The researchers analyzed the use of glucose-, blood pressure- and lipid-lowering medications from the 2005 to 2006 period to 2018 to 2019 period in the Medical Expenditure Panel Survey (MEPS). Participants included more than 15,000 U.S. patients with diabetes, over 7,000 of whom were aged between 45 and 64 years. 

The MEP does not distinguish between diabetes types 1 and 2, but type 2 accounts for 90% of those with the disease in the United States and was estimated to have similar prevalence in the study, the researchers noted.

Persistent gaps in use

The researchers found “persistent and sometimes increasing gaps” in the continuity of use of these drug treatments between the two time periods. Continued use was defined as at least one fill per year.
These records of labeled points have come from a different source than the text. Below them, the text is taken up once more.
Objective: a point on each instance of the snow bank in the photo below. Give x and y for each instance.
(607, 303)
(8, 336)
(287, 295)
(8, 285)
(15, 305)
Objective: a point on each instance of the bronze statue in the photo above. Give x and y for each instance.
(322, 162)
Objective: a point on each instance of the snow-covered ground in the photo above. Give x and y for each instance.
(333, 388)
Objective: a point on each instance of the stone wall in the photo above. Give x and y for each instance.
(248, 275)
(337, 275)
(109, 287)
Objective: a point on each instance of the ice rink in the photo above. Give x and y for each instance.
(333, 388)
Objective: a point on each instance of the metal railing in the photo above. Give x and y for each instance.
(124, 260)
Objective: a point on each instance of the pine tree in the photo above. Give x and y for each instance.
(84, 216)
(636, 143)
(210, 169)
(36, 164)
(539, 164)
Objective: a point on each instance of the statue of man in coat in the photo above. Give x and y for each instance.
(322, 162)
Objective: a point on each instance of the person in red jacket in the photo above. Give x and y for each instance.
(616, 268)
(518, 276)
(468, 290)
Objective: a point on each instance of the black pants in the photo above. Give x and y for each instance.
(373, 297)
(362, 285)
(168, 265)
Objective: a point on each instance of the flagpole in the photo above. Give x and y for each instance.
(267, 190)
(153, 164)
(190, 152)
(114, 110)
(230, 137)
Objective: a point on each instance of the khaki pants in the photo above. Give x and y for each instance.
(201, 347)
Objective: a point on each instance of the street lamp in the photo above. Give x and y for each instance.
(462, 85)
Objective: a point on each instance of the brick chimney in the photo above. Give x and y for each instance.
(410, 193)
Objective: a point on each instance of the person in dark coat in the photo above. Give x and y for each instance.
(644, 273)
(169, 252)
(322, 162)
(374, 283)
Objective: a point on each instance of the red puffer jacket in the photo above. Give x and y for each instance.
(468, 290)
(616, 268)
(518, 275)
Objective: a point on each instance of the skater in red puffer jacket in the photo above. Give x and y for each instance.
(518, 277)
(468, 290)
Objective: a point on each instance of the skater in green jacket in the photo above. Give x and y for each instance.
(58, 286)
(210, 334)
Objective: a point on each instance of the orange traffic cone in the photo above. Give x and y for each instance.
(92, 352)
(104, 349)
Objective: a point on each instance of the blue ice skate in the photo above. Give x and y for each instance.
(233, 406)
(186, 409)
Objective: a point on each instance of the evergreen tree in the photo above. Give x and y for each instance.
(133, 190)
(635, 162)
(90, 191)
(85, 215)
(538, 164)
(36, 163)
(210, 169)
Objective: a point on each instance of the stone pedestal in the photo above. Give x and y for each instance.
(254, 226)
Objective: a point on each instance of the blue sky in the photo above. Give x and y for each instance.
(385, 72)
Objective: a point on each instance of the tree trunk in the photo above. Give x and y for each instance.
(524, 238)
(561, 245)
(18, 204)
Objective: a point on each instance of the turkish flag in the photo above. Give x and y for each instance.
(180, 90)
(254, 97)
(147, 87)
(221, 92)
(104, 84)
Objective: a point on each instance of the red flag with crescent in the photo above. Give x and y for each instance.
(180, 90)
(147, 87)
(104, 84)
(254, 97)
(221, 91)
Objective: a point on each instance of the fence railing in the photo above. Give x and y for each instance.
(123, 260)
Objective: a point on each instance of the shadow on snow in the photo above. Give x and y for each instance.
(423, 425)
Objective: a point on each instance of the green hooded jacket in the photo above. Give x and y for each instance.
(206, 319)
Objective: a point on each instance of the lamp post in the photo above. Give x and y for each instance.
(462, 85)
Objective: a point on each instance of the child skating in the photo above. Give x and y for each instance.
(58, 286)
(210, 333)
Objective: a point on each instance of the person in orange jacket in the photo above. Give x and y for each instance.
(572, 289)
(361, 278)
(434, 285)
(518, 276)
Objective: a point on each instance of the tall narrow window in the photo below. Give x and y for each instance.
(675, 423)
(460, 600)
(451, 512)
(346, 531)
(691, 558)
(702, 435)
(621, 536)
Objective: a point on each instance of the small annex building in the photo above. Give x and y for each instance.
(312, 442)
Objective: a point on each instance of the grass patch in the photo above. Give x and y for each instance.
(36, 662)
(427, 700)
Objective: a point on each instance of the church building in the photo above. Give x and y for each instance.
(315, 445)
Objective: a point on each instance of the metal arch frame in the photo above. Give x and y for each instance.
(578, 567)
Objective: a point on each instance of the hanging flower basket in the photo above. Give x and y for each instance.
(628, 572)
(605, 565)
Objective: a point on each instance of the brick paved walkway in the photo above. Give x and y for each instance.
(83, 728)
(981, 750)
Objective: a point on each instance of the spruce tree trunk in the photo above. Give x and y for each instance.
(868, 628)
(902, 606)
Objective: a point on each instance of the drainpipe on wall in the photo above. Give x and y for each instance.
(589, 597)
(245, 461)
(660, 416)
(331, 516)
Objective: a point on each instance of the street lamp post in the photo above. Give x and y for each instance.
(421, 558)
In fact, a large number of participants living with diabetes did not use their medications at all if indicated for one or two years. This included 43% of people prescribed lipid-lowering medications, 19% of people prescribed glucose-lowering drugs and 17% prescribed blood-pressure lowering drugs. 

In the case of glucose-lowering drugs, continuity in use decreased overall between the two time periods and inconsistent or no use increased in the late 2010s. In the meantime, inconsistent use of blood pressure- and lipid-lowering medications also rose, peaking in 2017. The findings occurred on the national level, investigators reported.

Demographic factors

Demographic factors played a role in the results. Uninsured adults were more likely to use no medications or use them inconsistently for both years of follow-up. Younger or Black participants were less likely to have continuity of use between the time periods, mirroring the results of other studies, according to the researchers.

When prescribed for people with diabetes, the medications examined in the study can help to reduce the risk of macrovascular and microvascular disease that can lead to lower quality of life and poor outcomes. 

“Our nuanced characterization of longitudinal medication use by adults with diabetes suggests that multifaceted reforms to address no or inconsistent use may be needed,” the authors concluded.

Full findings were published in JAMA Network Open.